Figure 1. Functional gradient alterations in ASD. A) The primary gradient extracted from the connectome-based diffusion embedding is shown between controls and ASD groups. B) Two sample t-test taking into account the site and aging effects compared the gradient values between two groups. Multiple comparisons were controlled by the Random Field Theory primarily at 0.005 and 0.01. C) Yeo’s functional organization provided the summary of gradient changes in ASD across representative resting-state subnetworks. Multiple comparisons were controlled by False Discover Rate at 0.05.

Figure 2. Stepwise functional connectivity (SFC) analysis. SFC analysis combining three sensory seeds simultaneously (V1, A1, S1) mapped the multimodal integration network in controls (left) and ASD (right). The number of connectivity steps increases moving up in the plot. In controls, transmodal DMN regions became selectively activated, after around 100-120 steps. In ASD, despite initial activation of a rather extended territory, a selective DMN core activation did not occur in a comparable step range as in controls. The middle shows SFC findings stratified across four hierarchy levels 9. Findings emphasize faster SFC to sensory but delayed SFC to the DMN.

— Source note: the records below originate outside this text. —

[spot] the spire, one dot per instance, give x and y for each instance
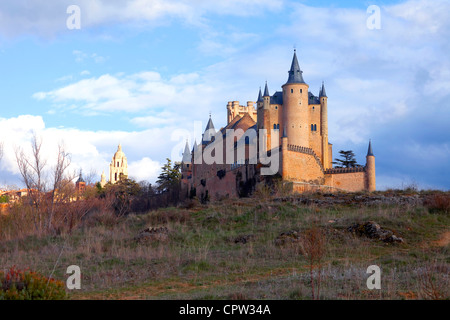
(80, 178)
(209, 131)
(370, 152)
(323, 93)
(259, 95)
(295, 74)
(266, 91)
(186, 153)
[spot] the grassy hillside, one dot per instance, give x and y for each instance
(252, 248)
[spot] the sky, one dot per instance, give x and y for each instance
(143, 73)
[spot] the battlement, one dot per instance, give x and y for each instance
(306, 150)
(345, 170)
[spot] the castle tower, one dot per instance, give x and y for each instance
(370, 169)
(118, 169)
(260, 111)
(295, 113)
(80, 185)
(186, 163)
(209, 133)
(324, 127)
(103, 180)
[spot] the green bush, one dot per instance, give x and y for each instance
(28, 285)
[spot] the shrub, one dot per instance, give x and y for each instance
(18, 284)
(438, 202)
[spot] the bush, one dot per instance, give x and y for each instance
(438, 202)
(28, 285)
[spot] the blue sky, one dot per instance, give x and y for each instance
(138, 70)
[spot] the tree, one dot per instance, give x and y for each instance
(169, 177)
(37, 181)
(348, 160)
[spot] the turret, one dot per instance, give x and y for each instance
(259, 110)
(284, 165)
(295, 113)
(186, 163)
(324, 127)
(370, 169)
(209, 132)
(266, 98)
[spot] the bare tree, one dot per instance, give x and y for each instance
(38, 182)
(314, 248)
(60, 181)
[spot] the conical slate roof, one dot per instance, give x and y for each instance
(295, 74)
(266, 91)
(210, 131)
(370, 151)
(186, 153)
(259, 95)
(323, 93)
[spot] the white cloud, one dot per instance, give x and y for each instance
(89, 150)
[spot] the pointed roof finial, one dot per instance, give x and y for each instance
(186, 153)
(295, 74)
(323, 93)
(370, 151)
(266, 91)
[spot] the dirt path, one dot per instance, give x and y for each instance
(182, 286)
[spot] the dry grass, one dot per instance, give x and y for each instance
(200, 259)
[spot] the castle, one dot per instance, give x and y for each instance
(232, 160)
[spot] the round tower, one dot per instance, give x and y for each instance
(295, 113)
(370, 169)
(259, 111)
(324, 127)
(118, 169)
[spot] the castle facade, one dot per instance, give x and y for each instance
(291, 128)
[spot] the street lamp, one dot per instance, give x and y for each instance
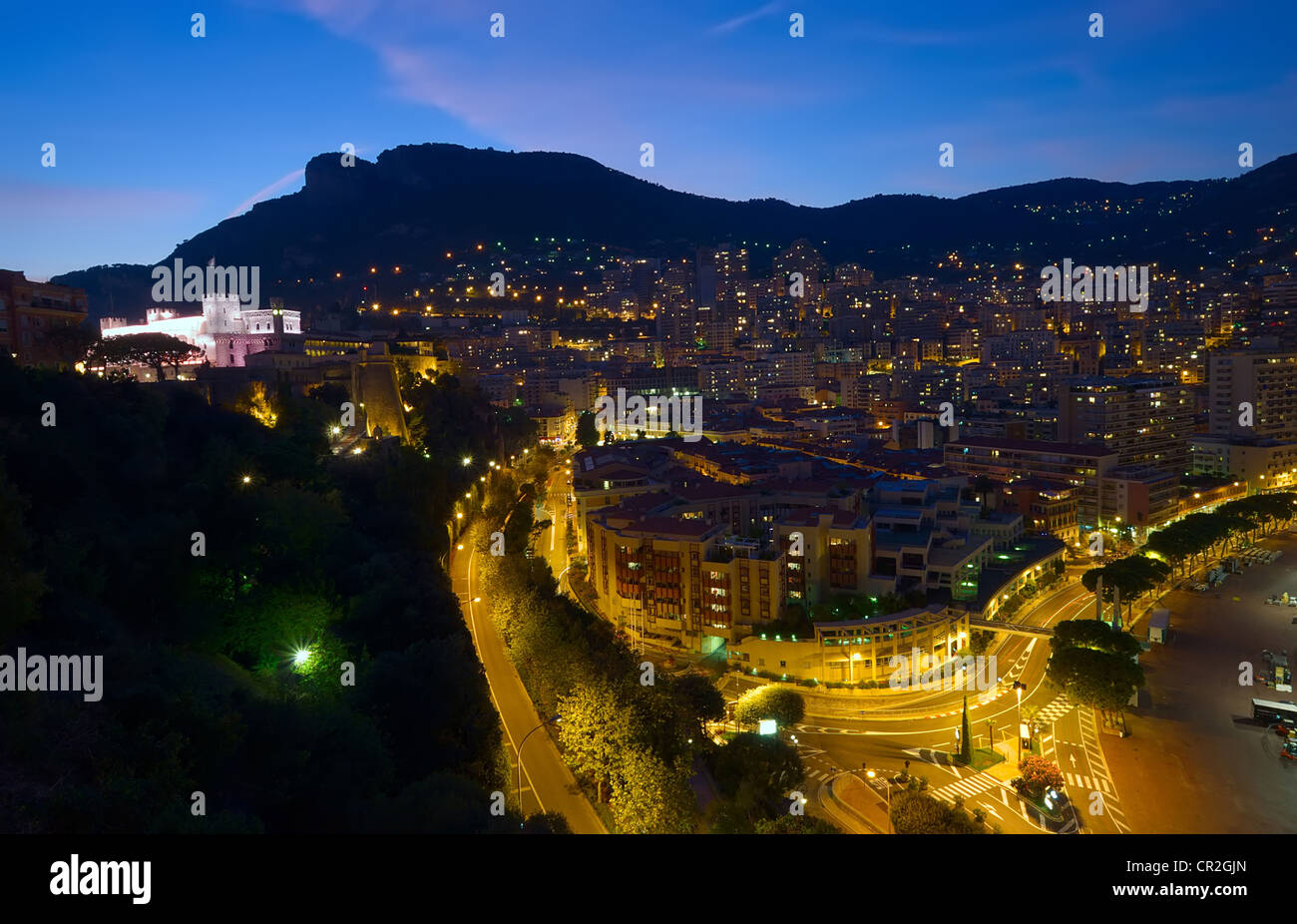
(872, 775)
(557, 717)
(1017, 688)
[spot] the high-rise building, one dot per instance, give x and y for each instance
(1145, 421)
(1253, 395)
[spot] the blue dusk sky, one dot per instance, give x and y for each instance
(160, 135)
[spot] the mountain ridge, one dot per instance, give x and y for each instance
(414, 202)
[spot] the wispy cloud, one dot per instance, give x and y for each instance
(267, 193)
(738, 21)
(69, 203)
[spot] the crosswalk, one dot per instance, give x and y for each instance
(1058, 707)
(1094, 782)
(968, 786)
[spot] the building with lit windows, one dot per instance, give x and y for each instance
(29, 310)
(681, 581)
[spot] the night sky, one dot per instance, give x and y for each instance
(161, 135)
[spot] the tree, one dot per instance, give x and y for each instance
(916, 812)
(597, 734)
(546, 823)
(1038, 775)
(1094, 664)
(756, 771)
(651, 797)
(699, 698)
(66, 344)
(781, 703)
(146, 349)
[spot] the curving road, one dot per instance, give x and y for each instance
(548, 782)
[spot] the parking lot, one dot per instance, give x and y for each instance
(1194, 762)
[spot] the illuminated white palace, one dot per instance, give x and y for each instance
(224, 331)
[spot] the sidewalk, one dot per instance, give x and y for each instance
(865, 807)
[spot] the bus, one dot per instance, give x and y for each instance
(1280, 675)
(1272, 712)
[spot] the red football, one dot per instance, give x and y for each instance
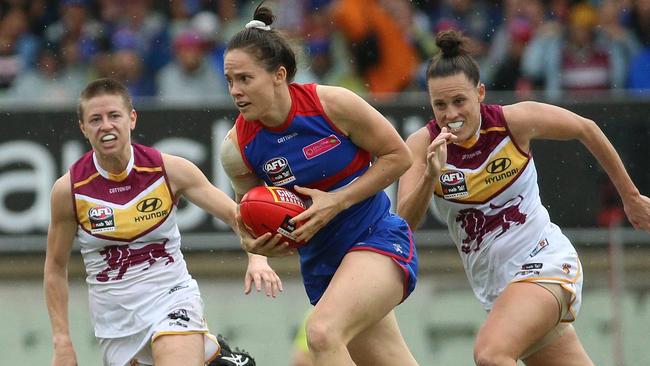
(266, 209)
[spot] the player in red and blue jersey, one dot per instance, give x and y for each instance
(334, 149)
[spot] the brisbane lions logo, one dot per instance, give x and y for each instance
(477, 224)
(121, 257)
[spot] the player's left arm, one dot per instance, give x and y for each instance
(372, 132)
(188, 181)
(531, 120)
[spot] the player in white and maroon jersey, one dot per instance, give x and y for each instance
(474, 159)
(120, 201)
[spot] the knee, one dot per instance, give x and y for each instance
(489, 356)
(321, 335)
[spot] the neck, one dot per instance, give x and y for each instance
(114, 163)
(280, 110)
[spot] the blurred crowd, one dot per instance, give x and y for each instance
(173, 50)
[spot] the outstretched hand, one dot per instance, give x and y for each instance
(437, 151)
(638, 212)
(324, 206)
(260, 273)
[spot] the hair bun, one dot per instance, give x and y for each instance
(449, 43)
(264, 14)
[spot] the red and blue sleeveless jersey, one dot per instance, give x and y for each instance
(310, 151)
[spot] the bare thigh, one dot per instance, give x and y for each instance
(179, 349)
(565, 351)
(521, 315)
(381, 345)
(364, 289)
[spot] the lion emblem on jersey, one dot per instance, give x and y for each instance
(477, 224)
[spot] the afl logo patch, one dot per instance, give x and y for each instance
(497, 166)
(101, 219)
(149, 204)
(453, 184)
(321, 146)
(279, 171)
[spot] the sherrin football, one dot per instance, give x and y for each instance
(266, 209)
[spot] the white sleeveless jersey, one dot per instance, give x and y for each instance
(489, 197)
(130, 242)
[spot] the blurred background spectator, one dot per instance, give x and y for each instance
(379, 47)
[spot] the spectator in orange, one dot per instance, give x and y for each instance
(380, 48)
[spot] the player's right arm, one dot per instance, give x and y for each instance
(60, 236)
(242, 180)
(416, 186)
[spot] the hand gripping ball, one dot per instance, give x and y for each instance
(267, 209)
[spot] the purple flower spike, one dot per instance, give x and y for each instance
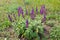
(10, 18)
(32, 14)
(22, 14)
(43, 19)
(14, 16)
(26, 23)
(36, 10)
(43, 10)
(19, 11)
(26, 12)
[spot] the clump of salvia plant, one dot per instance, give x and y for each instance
(28, 29)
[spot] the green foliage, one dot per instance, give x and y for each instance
(4, 25)
(55, 33)
(51, 23)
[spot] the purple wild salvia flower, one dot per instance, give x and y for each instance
(14, 16)
(43, 10)
(36, 10)
(43, 19)
(19, 11)
(22, 14)
(9, 17)
(32, 14)
(26, 23)
(26, 12)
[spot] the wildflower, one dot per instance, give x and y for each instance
(22, 14)
(43, 19)
(26, 12)
(43, 10)
(14, 16)
(36, 10)
(10, 18)
(26, 23)
(19, 11)
(32, 14)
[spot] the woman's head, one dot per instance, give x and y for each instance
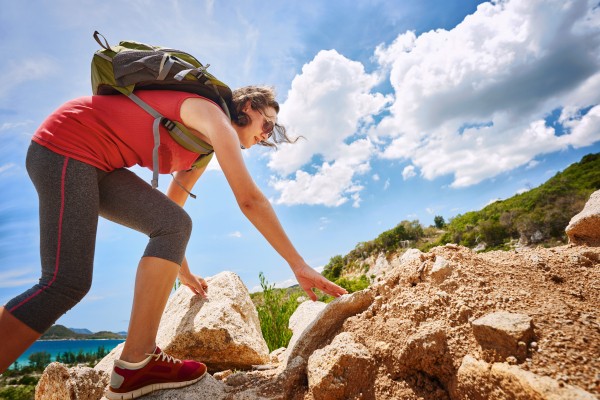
(255, 107)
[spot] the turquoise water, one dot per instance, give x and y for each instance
(54, 347)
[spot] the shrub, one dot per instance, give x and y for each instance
(274, 314)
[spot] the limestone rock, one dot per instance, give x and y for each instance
(478, 380)
(58, 382)
(106, 364)
(223, 331)
(410, 255)
(318, 334)
(504, 332)
(584, 228)
(304, 315)
(206, 388)
(441, 269)
(427, 351)
(341, 370)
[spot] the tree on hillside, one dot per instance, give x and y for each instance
(40, 359)
(439, 222)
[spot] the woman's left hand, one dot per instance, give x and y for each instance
(194, 282)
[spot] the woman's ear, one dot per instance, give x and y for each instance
(246, 106)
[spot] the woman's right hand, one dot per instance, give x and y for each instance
(308, 279)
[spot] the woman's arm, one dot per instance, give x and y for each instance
(207, 118)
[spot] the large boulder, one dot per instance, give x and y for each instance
(341, 370)
(222, 331)
(478, 380)
(584, 228)
(59, 382)
(318, 334)
(508, 334)
(304, 315)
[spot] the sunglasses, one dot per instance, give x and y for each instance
(268, 125)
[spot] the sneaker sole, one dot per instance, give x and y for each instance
(134, 394)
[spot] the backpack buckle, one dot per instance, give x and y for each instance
(167, 123)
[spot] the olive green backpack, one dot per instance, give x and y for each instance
(133, 66)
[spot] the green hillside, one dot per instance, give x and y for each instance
(536, 217)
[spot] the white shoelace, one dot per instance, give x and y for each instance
(165, 357)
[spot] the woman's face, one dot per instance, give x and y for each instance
(260, 127)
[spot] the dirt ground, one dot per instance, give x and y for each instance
(557, 287)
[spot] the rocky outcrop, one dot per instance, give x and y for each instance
(584, 228)
(223, 331)
(507, 334)
(341, 370)
(59, 382)
(478, 380)
(319, 334)
(444, 325)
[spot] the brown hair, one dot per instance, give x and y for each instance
(260, 97)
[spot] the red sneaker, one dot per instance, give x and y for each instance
(158, 371)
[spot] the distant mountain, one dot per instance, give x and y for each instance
(537, 216)
(60, 332)
(81, 331)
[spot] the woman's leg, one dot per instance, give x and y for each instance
(128, 200)
(68, 205)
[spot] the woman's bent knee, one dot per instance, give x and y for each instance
(170, 241)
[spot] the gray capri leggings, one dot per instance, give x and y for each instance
(71, 196)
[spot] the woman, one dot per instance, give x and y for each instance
(77, 161)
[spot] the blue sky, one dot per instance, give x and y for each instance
(409, 109)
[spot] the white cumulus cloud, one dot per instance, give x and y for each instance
(408, 172)
(472, 101)
(329, 104)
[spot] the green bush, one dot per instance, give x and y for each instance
(18, 393)
(274, 312)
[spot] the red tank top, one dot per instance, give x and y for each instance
(111, 132)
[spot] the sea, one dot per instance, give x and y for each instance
(55, 347)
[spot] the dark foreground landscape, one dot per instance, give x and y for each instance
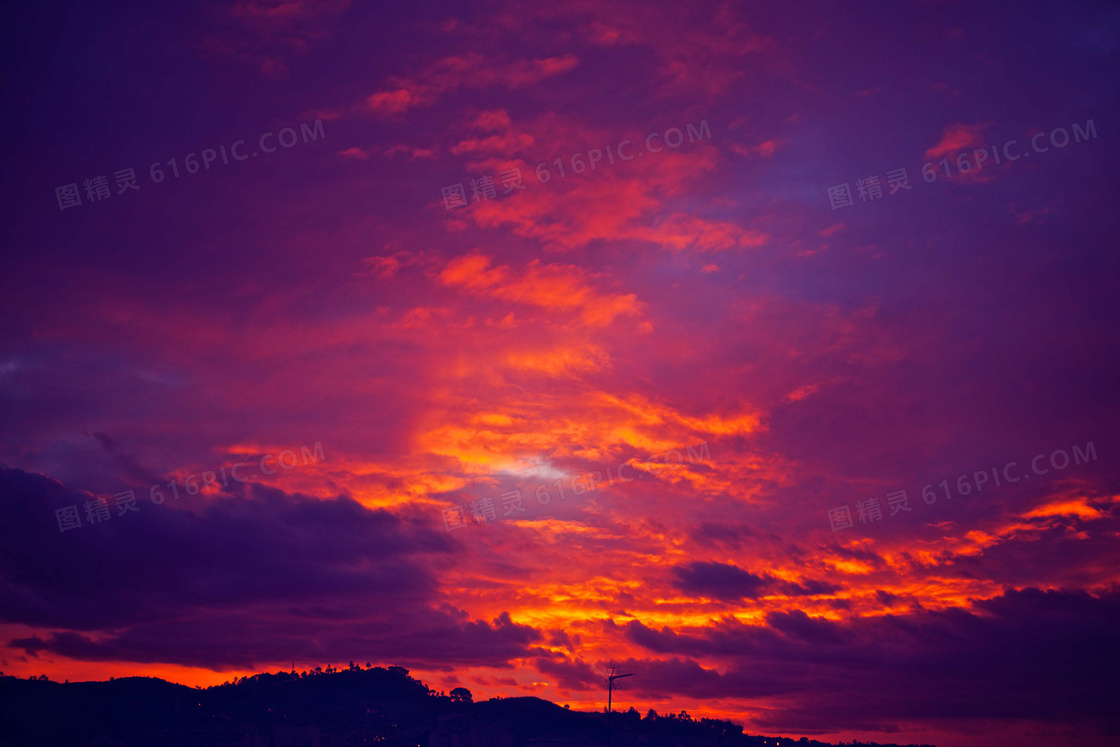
(352, 707)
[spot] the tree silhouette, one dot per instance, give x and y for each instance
(462, 696)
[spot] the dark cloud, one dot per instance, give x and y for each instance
(1030, 654)
(729, 582)
(234, 580)
(719, 581)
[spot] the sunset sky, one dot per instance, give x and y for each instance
(427, 355)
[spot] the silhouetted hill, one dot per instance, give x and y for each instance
(351, 707)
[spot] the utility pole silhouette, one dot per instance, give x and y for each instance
(610, 688)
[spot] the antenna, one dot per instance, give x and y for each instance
(610, 687)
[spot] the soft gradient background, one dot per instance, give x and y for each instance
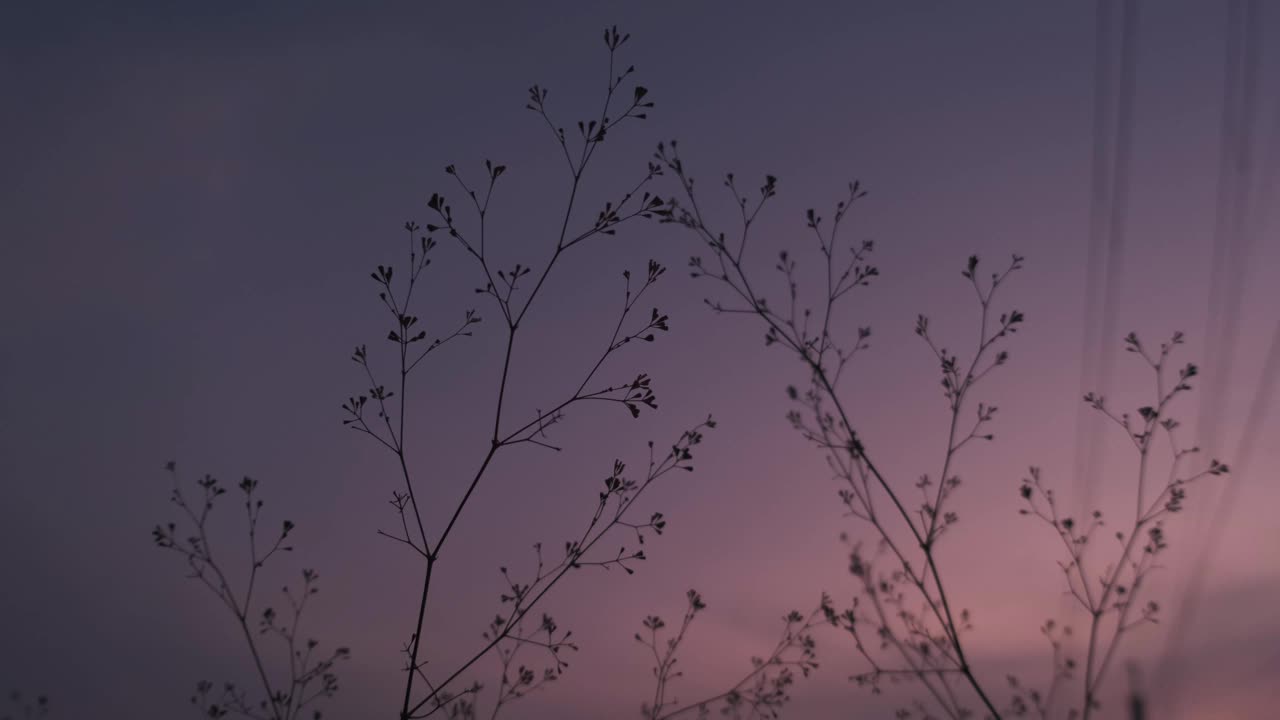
(191, 200)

Figure 3. Relation to ASD symptom severity. A) A supervised learning algorithm with 5-fold cross-validation was trained on gradient and SFC features to predict total ADOS scores and subscores in individuals with ASD. Significant accuracy was achieved for total ADOS scale (shown) and subscales for social cognition and repetitive behavior/interest (p<0.05). B) Selected features across 100 iterations of the cross-validation, showing frequently selected features in hot colors. Community-based stratification 8 illustrates that most features were selected in visual, salience, and the DMN. C) Prediction of subdomains (i.e., social cognition, communication, repetitive behavior/interest).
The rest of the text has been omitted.